◆ 学院編 帰還 -4-
「できる限り、そんな事態は起きてほしくない」
リシャールの声は、静かだが重い。個人としての本音が滲んでいる。
「ああ。気にするな。ジュールは、大丈夫だ」
ルクレールが即答する。
「剣の腕はオベール警備官とモロー隊長、礼法と心理戦はデュラン副官、その他のことは俺が鍛えている。どんな状況下でも、逃げて生きて帰って来られるように」
「諜報活動だけでなく、殿下の護衛のためにもストンボアに化けて走らせたりしてたんだな」
俺が呟くと、ルクレールは何も言わず肯定した。
「ジュールの得意技は、化けることだけじゃない。縛られた縄や、手錠、足輪……そうした拘束から抜け出すことにも、異様なほど長けている。しかも、厄介なことに、本人はそれを楽しんでいる」
縄抜け、拘束具外し、変装して疾走。
舞台にスポットライトでも当てたら、そのまま拍手喝采が起きそうだな。
彼に二つ名を付けるなら、怪盗ジュールか?
「横から失礼します。捕縛対象が魔術師の場合、ただ縄で縛るだけでは不十分。たいていは結び目や縄そのものに魔法術式を重ね、逃げられないようにします。解除魔法は数学魔法の一つですが、計算ができるだけではほどけない……それを得意とされているのは、見事だと思います」
ナタンが小さく手を上げてから発言を始めた。
「……やったことがあるのか?」
ルクレールの問いかけに、ナタンは素直に頷いた。
「カナード寮監がリボン結びのような、ごく単純な縄の結び方に、上から術式をかけてくださいまして。それを解く訓練だったのですが……ほどけませんでした。理論は理解できても、どう動かせばいいのか分からなくて……」
「そんなに難しいのか?」
興味を引かれたように、アルチュールが口を挟んだ。
基礎理論としては、誰もが知っている分野だ。一年生の講義でも、呪文構造や術式の考え方までは教わる。
だが、それを実際に「解く」訓練まで踏み込むのは、まだ先の話だった。
ちなみに俺も、知識として理解しているだけで、実際に縛られた状態から解いた経験は、ない。

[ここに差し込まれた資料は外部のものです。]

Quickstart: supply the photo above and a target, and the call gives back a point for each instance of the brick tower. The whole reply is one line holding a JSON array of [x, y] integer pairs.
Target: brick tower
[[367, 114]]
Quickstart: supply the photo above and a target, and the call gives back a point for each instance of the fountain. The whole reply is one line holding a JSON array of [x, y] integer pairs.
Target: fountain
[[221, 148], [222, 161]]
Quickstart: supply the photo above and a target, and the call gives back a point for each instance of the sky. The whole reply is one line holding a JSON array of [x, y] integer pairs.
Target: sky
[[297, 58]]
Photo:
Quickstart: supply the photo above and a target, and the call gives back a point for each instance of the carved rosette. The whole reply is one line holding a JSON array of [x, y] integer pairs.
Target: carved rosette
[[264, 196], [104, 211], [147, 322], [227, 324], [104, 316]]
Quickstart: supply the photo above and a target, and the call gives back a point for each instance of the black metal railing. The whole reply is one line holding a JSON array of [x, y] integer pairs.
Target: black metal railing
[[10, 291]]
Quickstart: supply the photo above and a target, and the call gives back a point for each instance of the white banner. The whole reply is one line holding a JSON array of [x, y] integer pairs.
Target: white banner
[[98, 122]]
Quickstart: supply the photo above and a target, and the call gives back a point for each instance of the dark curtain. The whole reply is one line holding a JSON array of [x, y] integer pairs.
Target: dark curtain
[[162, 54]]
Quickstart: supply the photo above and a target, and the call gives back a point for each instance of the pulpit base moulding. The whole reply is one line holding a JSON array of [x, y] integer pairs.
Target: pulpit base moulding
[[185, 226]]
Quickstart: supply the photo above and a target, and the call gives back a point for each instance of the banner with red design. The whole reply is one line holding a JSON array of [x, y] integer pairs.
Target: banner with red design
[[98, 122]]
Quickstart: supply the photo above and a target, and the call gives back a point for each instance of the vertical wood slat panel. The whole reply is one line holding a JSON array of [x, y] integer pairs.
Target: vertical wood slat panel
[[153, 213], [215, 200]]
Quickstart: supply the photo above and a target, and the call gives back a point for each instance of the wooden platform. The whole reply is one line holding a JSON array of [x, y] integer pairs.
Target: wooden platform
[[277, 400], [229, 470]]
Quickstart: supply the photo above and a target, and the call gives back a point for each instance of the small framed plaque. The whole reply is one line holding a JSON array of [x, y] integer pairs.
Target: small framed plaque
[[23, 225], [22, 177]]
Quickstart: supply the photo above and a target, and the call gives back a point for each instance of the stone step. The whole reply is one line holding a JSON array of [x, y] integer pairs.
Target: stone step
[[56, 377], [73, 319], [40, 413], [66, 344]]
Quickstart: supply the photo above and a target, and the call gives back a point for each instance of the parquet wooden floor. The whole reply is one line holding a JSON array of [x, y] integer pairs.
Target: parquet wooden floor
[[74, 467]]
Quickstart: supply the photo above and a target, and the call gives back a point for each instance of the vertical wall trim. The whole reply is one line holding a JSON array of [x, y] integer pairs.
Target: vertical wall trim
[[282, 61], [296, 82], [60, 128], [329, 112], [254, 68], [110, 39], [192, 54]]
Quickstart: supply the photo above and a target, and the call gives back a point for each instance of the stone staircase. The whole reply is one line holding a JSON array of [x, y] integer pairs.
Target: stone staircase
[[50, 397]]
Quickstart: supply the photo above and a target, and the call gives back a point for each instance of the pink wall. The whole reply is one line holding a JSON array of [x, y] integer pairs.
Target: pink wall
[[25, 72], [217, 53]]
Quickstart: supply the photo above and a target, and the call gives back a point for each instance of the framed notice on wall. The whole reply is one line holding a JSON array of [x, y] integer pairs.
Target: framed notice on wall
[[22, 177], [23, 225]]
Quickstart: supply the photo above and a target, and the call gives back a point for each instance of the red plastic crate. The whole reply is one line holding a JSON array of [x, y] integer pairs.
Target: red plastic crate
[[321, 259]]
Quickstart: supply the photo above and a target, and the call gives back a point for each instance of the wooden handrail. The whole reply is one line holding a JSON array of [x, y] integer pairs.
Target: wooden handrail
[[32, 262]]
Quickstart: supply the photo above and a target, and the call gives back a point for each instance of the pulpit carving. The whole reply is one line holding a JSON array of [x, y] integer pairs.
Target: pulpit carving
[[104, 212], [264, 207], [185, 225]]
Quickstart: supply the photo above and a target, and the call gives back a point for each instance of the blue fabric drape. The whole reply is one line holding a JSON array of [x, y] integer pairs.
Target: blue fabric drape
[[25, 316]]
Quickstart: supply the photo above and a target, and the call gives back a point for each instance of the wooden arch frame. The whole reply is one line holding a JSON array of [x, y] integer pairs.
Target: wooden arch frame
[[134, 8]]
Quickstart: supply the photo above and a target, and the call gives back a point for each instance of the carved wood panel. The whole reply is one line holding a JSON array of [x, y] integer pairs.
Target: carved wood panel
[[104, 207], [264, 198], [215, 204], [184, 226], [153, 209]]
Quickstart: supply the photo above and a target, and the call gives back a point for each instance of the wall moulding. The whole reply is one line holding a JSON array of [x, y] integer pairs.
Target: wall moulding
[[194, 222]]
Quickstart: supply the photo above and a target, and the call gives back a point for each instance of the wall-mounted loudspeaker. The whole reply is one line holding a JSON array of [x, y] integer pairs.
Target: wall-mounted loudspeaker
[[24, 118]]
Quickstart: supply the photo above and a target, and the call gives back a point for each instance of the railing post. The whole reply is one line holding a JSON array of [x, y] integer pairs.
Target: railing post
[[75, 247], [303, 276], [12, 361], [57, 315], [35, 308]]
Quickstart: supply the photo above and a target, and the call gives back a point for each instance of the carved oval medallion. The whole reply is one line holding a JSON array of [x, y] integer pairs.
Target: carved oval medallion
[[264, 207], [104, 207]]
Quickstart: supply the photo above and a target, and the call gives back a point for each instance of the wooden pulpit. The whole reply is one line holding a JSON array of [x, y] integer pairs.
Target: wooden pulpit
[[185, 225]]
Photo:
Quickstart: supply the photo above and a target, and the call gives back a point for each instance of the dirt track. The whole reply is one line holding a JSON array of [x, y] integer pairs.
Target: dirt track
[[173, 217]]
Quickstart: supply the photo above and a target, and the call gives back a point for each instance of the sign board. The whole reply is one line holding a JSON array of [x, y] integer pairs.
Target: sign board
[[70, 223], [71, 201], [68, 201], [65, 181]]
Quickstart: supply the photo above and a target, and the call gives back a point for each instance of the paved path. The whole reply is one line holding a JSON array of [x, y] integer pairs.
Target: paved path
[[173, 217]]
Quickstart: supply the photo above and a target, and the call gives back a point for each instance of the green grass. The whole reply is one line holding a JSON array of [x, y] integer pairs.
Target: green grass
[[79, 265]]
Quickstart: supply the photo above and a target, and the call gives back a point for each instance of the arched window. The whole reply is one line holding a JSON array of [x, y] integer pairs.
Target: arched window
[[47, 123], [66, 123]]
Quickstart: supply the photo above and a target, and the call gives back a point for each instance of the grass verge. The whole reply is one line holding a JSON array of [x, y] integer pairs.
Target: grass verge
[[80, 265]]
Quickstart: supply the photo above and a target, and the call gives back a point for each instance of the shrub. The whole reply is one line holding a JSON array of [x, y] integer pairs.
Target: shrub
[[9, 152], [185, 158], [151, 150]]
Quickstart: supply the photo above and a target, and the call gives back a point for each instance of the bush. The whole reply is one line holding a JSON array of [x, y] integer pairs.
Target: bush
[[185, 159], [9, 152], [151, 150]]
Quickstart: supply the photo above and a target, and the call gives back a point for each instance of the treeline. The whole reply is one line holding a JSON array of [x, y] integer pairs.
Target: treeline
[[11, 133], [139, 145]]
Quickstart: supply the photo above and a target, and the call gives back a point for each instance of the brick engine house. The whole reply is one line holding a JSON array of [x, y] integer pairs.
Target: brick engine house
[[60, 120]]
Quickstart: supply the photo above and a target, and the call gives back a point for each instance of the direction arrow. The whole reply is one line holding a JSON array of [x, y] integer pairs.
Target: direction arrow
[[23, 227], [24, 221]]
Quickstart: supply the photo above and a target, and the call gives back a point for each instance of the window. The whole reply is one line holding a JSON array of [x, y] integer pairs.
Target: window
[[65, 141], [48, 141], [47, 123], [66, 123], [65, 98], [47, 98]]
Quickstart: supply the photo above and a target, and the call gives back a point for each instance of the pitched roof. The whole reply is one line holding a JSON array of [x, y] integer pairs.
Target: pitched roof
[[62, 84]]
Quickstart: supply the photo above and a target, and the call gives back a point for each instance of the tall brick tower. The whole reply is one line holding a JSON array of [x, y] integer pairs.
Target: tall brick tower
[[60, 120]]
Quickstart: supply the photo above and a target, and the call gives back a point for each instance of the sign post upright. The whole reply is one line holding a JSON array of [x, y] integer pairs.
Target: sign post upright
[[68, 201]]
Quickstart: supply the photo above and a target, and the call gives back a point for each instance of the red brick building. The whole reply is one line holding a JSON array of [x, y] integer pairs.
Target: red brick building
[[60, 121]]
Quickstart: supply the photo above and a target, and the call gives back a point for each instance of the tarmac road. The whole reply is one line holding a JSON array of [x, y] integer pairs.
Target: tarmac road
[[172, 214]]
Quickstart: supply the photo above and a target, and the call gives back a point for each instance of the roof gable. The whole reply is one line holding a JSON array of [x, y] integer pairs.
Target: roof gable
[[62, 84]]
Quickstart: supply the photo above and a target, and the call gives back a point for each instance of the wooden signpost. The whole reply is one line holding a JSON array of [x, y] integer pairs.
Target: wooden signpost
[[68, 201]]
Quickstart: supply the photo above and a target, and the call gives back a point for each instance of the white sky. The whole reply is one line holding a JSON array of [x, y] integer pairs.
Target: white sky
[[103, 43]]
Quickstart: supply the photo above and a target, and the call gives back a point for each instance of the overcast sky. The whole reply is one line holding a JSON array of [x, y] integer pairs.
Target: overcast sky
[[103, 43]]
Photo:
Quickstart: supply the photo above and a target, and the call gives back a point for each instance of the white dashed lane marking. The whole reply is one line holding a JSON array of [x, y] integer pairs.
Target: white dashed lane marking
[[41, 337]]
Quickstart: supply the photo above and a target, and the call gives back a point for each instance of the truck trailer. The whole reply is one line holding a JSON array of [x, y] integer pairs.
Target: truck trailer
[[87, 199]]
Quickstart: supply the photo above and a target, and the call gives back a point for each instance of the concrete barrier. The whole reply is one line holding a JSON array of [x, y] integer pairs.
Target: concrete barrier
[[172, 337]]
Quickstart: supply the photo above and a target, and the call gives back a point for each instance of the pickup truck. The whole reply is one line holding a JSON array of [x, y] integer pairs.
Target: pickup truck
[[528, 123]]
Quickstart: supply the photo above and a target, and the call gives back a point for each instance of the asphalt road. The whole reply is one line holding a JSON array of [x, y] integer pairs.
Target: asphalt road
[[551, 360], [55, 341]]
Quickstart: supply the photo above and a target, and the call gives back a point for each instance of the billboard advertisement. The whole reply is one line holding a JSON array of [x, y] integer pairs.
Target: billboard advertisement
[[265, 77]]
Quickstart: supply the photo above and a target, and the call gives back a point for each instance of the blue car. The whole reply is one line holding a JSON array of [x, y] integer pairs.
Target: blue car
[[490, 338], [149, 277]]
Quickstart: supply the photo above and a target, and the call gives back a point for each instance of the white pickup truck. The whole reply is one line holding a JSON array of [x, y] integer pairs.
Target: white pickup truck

熟練の魔導士が施した拘束となれば、理論を知っているだけでは、まず歯が立たないだろう。
ルクレールが、どこか苦笑混じりに口を開いた。
「ジャン・ピエール・カナードはな、真面目すぎる。教え方も、全部正攻法から入る。拘束解除は、理屈より感覚。呪文に頼り過ぎてもほどけない。正解を探すのではなく、これはな……」一拍置いてから、にやりと笑う。「頭をひねって遊ぶ類のもんだ。色を揃える立方体だとか、絡まり切った輪っかを外す玩具のカッス・テット、ああいうのと同じだ」
ナタンは、はっとしたように目を見開いた。
「……ゲーム、なのですか?」
「そうだ。術式を一つずつ動かして、失敗したら戻す。それだけ。お前、ジャンのやり方を見て、一気にやっただろ? あれは目にも留まらない速さだったから、そう見えただけで、実際には一段ずつ解除している。まあ、ジャンはアカデミックな基礎を教えるのはとても上手いんだが、自分の得意分野になると話が別。失敗したことがないから、どこで人が引っかかるかが分からない。気づいたら、無意識のまま最後まで行ってしまうタイプだからな」
ルクレールは、俺の方に視線を向ける。
「いい機会だ。順番にやってみるか?」
場の空気がゆるやかに切り替わり、気づけばルクレールはそのまま講義を始めていた。
拘束時の呪文、構造、術式と魔力の流し方、そして解除時の魔力の流れの読み方などを簡単に説明したあと、次に拘束に用いる縄を拡張ポケットから取り出す。